Building Corp Threat

An IRS proposed regulation holds a nasty surprise for some unions' building corps (and for other taxable subsidiaries of tax-exempt organizations).

Background: Many unions hold title to real property through title-holding corporations. A properly formed title-holding corp can be exempt from taxation under §501(c)(2) of the Internal Revenue Code. Often, however, the incorporation of the building corp included extraneous language that prevented the corp from qualifying under 501(c) (2). Although such corps were then subject to income tax, there was rarely any tax paid, because the union usually paid enough rent to break-even (or paid no rent).

The only problem arises when the union wants to sell the building, because the taxable gain could then be substantial.
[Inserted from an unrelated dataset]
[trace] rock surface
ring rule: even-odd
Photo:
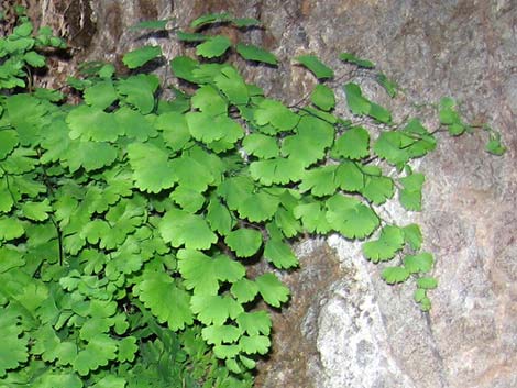
[[[483,133],[442,136],[419,167],[427,175],[424,212],[407,220],[391,212],[400,223],[420,222],[437,258],[440,286],[430,314],[411,301],[410,286],[383,284],[356,245],[337,236],[305,242],[301,270],[285,278],[293,301],[275,317],[275,352],[261,366],[257,387],[517,387],[514,0],[54,0],[32,10],[72,32],[77,58],[119,62],[141,43],[128,32],[140,20],[175,16],[186,25],[204,12],[229,10],[261,19],[267,30],[251,40],[283,59],[315,53],[343,67],[337,55],[348,51],[374,60],[406,90],[392,103],[400,117],[408,102],[450,95],[471,122],[499,129],[504,157],[484,153]],[[167,37],[158,43],[169,57],[180,52]],[[286,101],[315,82],[297,67],[248,73]],[[386,102],[367,80],[365,87]]]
The solution was to amend the title holding corp to include the correct language, and re-file for exemption under 501(c)(2).

In January, however, the IRS published proposed regulations that would treat a conversion to tax-exempt status as a taxable liquidation of the predecessor corp. This means that even if your union does not actually sell it's building, if you convert your building corp to tax-exempt status, IRS will treat the conversion as if it were a taxable sale!

[In NY, many building corps that qualified under 501( c)(2) for federal purposes, were formed under provisions that made them taxable entities for state tax purposes. These entities should consider correcting their status under state law ASAP, before the state tries to use the proposed regs against them.]

It appears that a corp could avoid that result if it could successfully convert to tax-exempt status before the IRS issues final regulations on this, but: 1) we don't know how soon that might be, and 2) the stakes are high enough that your should review this carefully with your lawyers before you do anything. January 1999: final regs are out, don't change anything without carefully reviewing this with your attorney. (I tried to warn you!)